The New York Health Act guarantees that every resident of New York State will have access to publicly funded health insurance.

Economists Milton I. Roemer and John E. Roemer questioned the effectiveness of a healthcare system controlled by private insurance companies in their 1982 article "The Consequences of Free Trade in Health Care: A Public Health Response in Orthodox Economics." The authors asserted that “only replacement of free trade by systematic social planning could hope to achieve a health care system that allocates resources and distributes services both efficiently and equitably.”

One way to look at how this theory relates to today is to consider that while the ACA covered many more Americans, there are competing private insurance companies with specific provider networks and out-of-network fees. Under the New York Health Act, every healthcare provider can participate in the program and there will be no specified networks. And while healthcare providers are not required to participate, there will be no other insurance coverage to pay a provider who decides not to participate, which incentivizes participation.

Another way to look at it is to consider that private insurance uses money from premiums to fund the needs of people in need of medical services, so insurance companies can set premiums that are quite high. According to the PNHP, the New York Health Act would eliminate these high premiums, deductibles, and co-pays set by insurance companies because, unlike the ACA, the NYHA would not be controlled by private insurance companies.

The NYHA would replace private insurance company coverage for all New York state residents. This is to ensure income equality under the plan by preventing a two-tier system of care, which is when there is a basic system of care and then a secondary option for wealthier people who can afford more, creating a segregated health system like Medicaid. In a two-tier system, people who can pay more often have access to better resources and those who can’t pay more don’t.

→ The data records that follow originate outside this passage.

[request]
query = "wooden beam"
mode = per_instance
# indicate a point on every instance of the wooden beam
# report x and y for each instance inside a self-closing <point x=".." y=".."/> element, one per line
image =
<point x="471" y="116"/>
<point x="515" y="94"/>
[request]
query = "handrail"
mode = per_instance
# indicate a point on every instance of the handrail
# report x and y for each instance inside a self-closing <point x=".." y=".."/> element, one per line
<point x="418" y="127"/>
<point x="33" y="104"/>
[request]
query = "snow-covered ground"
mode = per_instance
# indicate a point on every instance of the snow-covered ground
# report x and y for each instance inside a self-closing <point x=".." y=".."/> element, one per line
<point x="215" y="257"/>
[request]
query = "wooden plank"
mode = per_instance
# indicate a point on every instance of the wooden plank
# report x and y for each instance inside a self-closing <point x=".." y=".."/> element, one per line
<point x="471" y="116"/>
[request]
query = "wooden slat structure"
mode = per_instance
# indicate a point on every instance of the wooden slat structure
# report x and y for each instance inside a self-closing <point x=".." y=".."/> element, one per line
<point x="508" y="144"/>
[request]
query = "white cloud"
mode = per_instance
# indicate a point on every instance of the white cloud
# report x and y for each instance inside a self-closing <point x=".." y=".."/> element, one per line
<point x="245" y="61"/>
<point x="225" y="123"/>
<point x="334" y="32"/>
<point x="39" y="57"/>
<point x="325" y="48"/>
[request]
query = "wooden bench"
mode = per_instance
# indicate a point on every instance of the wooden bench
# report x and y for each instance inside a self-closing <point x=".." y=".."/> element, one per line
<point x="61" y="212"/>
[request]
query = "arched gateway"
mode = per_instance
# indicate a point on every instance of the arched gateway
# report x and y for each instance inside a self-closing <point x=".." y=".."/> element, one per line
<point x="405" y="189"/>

The NYHA wants to make sure that all people (wealthy and low-income alike) are equally invested in the healthcare system and have equal access to the same healthcare. To make this possible, there would be no private coverage offered by employers. Instead, every New York resident would have access to New York Health, and employers would pay at least 80 percent of the tax on payroll.

Robbins, the executive director of PHNP's New York metro chapter, emphasizes that the NYHA would have an equalizing impact. “The New York Health Act guarantees that every resident of New York State will have access to publicly funded health insurance that covers all medically necessary care—no matter what their income, job, health, marital, or immigration status,” Robbins says. She notes that, in this time of immigration uncertainty, that the NYHA would be offered to anyone who could provide proof of residency, not citizenship, in New York State. This allows undocumented New York residents the same right to health care.

So while the ACA did extraordinary things — like making sure preexisting conditions don’t impact health coverage and expanding Medicaid — it’s not perfect, and it might be good to talk about a single-payer plan where the government funds all residents’ health care because this is a path to universal health care where all residents have health coverage. And, New York could soon be an example of universal healthcare for the United States.